Can't We All Work Together? ... My Feb 20 Dispatch, Listing Standards: Are We Moving Backwards? , generated a flood of ideas. But if you're counting on a consensus, don't hold your breath! I've copied highlights below and will conclude with final excerpts in Friday's Dispatch.

Paul Quinn, Spieker Properties , Menlo Park, CA. ... "We recently completed an internal database of space available that includes a super-set of the marketing data elements used by the various listing services. The marketing information includes descriptions, features, photos, floor plans, space plans, CAD drawings, contacts, etc. This database is synchronized daily with our property management system (CTI), looking for vacancies 18 months in advance and removing leased spaces. The database is maintained by building managers with a web-based application through our intranet. Spieker Properties leasing personnel can search the entire space available database. Spaces marked as 'Listed' can be viewed at www.spieker.com... We have coordinated with the dominant listing services in our markets to push them our vacancies on a weekly basis. The beauty of this system is that our building managers are only required to maintain the information in one place but have listings with multiple services. Spaces are automatically removed once they are leased. And our leasing people have an internal database of all vacant spaces, not just the ones we choose to list publicly."

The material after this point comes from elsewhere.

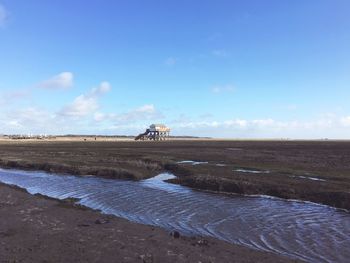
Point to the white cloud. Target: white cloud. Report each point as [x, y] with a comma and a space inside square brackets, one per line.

Melissa Lee, United Properties, Bloomington, MN. ... "In a nutshell, the change to true automation will not occur until real estate leaders truly understand the benefits technology can provide. ... It’s not to difficult to add a couple lines of code to automatically transfer information to a remote database on a regularly scheduled basis (e.g., 1:30 a.m). WHY are all these companies insisting that Company A export data, send it to Company B, and then require Company B to import the data? ... This is all for the great benefit of having information updated weekly! It makes no sense. ... Think Palm and the hotsynch function, or think ACT and the synching function to a 'master' database. Now imagine if this is automated... Over the next 1-3 years, I see major hubs (such as LoopNet, OCR, CoStar…) 'hotsynching' with each other (maybe) and then synching to the mini-hub destinations (United Properties, CB, etc.) a few hours later. What this allows is each region to maintain its own preferential language, and yet it allows a national synching and updating of information across all the key hubs in the US. ... This is not a NEW technology. Other industries (airlines, car rental, hotels) have been using it for years."

Keith Claxton, BT Commercial, San Jose, CA. "Yes! We have taken a huge step backward. In the Association of Silicon Valley Brokers... We tried for a number of years ... to organize, design and write a web-based ... program that all brokerage houses ... could use in a very dynamic way. Our bond to each other was that we wouldn't put a listing on the system unless it was a valid exclusive, and, when it expired, we would take it off. ... [But] we couldn't get everyone to play. I observe [today] that everyone who has a listing immediately e-mails all brokers on the list, I get anywhere from 40 to 100 e-mails a day, too many to process, file or otherwise organize in a way that could be useful to me or my clients. ... So, I'm in info overload and believe the quality isn't there." ... Hey, Silicon Valley is supposed be our technological leader.